Vattenfall baute als Ausgleichsmaßnahme unter anderem eine –zig Millionen teure Fischaufstiegstreppe in Geesthacht, weitab vom Kraftwerk Moorburg. Es gab mehrere Gerichtsverfahren gegen die Einschränkungen, die Vattenfall zum Teil gewann, zum Teil verlor. Ein neues Urteil erwirkte der BUND unlängst, wonach Vattenfall kein Wasser aus der Elbe zur Kühlung entnehmen darf. Deshalb muss der im Ursprungsprojekt nicht vorgesehene Hybrid-Kühlturm dauerhaft betrieben werden. Dieser verschlingt für den Betrieb seiner Ventilatoren über 50 Megawatt des selbst erzeugten Stroms und drückt die Wirtschaftlichkeit in den Keller.

Der Einspeisevorrang der „Erneuerbaren“ führte zu geringeren Produktionsmengen, die CO2-Zertifikatepreise stiegen deutlich, vor allem aber die im Projekt vorgesehene und danach verhinderte Wärmeauskopplung ermöglicht keinen wirtschaftlichen Betrieb. Grün-rote Ideologie verhinderte durch die Einteilung in gute und böse Fernwärme den Bau einer Trasse. Bürgerinitiativen argumentierten mit der nötigen Fällung von 500 Bäumen. Die haut man heutzutage locker für eine einzige Windkraftanlage im Wald weg. Das sehen die Hamburger natürlich nicht, sie haben keinen Wald, aber Gesinnung. Nun geht ein Teil der Abwärme über den Kühlturm in die Umgebung, anstelle sie für die Wärmeversorgung zu nutzen.

Lukrative Einnahmen verlor Vattenfall zudem nach einem Volksentscheid zum Rückkauf des Strom-Verteilnetzes durch die Stadt Hamburg im Jahr 2013 („Unser Hamburg – unser Netz“). Der Entscheid ergab 50,9 zu 49,1 Prozent, ein denkbar knapper Ausgang, den Vattenfall klaglos akzeptierte.

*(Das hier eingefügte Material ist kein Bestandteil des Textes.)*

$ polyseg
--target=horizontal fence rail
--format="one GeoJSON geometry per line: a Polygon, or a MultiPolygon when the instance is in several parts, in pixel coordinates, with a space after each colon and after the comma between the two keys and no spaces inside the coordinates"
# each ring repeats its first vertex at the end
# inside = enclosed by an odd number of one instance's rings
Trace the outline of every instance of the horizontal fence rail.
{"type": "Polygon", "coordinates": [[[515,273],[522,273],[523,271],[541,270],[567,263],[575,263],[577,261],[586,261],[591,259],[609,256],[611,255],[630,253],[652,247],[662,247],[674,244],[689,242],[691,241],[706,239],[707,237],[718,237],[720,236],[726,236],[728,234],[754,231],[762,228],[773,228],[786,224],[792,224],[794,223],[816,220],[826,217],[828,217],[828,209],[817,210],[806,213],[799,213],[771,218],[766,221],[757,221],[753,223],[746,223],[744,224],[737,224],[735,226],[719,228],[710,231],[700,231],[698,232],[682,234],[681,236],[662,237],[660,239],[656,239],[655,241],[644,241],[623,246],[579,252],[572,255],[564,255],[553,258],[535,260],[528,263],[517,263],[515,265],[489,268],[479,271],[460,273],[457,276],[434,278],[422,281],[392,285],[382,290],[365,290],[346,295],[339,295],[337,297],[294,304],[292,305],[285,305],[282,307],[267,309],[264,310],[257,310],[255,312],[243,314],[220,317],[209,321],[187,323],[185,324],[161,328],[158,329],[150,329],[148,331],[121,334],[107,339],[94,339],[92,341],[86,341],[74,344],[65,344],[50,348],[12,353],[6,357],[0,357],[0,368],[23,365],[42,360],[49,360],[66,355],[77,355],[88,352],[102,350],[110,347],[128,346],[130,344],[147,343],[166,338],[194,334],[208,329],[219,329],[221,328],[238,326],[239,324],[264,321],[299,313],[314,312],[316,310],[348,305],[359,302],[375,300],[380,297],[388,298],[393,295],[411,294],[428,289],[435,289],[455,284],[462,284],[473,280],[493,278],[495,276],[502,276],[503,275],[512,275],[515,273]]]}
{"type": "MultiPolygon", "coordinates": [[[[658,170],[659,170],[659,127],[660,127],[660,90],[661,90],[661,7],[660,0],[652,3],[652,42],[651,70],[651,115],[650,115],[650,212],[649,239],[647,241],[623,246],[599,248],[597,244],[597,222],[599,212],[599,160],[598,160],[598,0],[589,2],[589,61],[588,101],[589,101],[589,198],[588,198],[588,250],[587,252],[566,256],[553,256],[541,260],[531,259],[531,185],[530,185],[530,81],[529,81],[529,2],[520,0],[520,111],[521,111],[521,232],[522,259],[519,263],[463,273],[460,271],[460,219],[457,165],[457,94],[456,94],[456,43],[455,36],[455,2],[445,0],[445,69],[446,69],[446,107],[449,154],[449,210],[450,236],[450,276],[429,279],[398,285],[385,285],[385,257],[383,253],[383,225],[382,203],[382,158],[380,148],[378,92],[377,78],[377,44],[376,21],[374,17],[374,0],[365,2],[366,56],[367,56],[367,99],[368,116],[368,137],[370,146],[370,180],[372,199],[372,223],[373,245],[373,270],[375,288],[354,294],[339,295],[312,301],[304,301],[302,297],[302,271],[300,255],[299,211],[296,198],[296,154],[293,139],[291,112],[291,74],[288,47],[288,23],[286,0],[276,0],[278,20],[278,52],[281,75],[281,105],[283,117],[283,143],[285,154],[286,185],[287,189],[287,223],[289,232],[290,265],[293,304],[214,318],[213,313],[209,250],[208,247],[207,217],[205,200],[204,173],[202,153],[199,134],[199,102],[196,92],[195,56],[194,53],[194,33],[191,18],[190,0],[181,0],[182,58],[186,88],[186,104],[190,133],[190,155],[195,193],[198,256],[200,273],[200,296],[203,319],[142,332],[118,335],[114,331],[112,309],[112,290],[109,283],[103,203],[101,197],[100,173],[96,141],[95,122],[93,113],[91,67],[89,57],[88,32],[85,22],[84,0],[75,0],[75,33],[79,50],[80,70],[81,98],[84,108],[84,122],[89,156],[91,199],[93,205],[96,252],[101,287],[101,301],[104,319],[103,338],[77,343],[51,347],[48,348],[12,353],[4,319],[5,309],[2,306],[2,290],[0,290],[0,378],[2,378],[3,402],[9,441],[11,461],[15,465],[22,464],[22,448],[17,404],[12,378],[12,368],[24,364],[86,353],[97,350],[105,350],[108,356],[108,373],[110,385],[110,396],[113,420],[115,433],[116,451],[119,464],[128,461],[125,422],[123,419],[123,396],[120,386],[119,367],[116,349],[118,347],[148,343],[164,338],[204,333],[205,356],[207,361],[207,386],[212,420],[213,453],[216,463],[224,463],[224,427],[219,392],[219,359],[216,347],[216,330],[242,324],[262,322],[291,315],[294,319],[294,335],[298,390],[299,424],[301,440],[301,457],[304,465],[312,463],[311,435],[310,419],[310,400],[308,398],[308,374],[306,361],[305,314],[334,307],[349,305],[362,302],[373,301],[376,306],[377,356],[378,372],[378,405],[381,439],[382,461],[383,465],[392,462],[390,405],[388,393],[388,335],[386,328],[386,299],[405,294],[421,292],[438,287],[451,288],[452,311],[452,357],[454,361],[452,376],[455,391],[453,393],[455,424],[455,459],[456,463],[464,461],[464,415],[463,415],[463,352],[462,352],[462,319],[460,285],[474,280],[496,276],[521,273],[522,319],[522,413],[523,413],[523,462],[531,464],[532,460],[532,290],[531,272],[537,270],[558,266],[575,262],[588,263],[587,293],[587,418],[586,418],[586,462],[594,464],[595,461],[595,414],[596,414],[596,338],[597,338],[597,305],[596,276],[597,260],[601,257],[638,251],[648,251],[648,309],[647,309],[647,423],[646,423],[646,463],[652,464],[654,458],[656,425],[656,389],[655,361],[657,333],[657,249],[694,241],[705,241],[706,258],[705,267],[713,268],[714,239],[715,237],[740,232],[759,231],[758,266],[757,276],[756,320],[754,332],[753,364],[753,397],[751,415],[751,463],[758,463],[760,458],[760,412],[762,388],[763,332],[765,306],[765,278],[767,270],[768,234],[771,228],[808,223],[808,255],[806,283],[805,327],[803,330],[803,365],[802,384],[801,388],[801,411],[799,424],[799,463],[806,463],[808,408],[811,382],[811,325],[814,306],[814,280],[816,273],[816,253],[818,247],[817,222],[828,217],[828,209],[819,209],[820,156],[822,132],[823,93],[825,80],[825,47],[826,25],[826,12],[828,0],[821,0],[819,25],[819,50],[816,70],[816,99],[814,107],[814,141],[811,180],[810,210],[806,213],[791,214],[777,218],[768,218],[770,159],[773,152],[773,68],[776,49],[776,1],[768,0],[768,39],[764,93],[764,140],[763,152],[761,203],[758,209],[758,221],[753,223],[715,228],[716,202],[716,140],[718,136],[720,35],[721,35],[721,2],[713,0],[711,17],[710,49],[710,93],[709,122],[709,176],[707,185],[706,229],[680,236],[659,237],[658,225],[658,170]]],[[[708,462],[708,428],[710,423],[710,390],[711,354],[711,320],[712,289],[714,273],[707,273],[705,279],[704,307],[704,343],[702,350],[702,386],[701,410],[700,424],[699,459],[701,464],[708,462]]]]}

Gretas strahlendes Heimatland
Schweden mietet ein Atomkraftwerk für die Netzstabilität
Seit Jahren tätigt Vattenfall erhebliche Abschreibungen auf das Kraftwerk Moorburg, was neben den Verlusten mit dem Kernkraftwerk Krümmel zu schlechten Ergebnissen im Gesamtkonzern führt. Schweden mag ein Sozialstaat sein, aber rote Zahlen bei einem staatseigenen Konzern duldet er nicht. Auch im eigenen Land ist die Lage problembehaftet. Schweden musste sich im Juni die vorzeitige Inbetriebnahme eines Kernkraftwerks von Vattenfall erkaufen, um die Netzstabilität zu erhalten. Vattenfall der größte Energieversorger Schwedens, Mangel fällt auch auf ihn als Staatskonzern zurück.

Vattenfall-CEO Magnus Hall, ein ehemaliger Manager aus der Papierindustrie, wird den Konzern Anfang nächsten Jahres verlassen („aus persönlichen Gründen“). Das schlechte Konzernergebnis dürfte eine Rolle bei der Entscheidung gespielt haben.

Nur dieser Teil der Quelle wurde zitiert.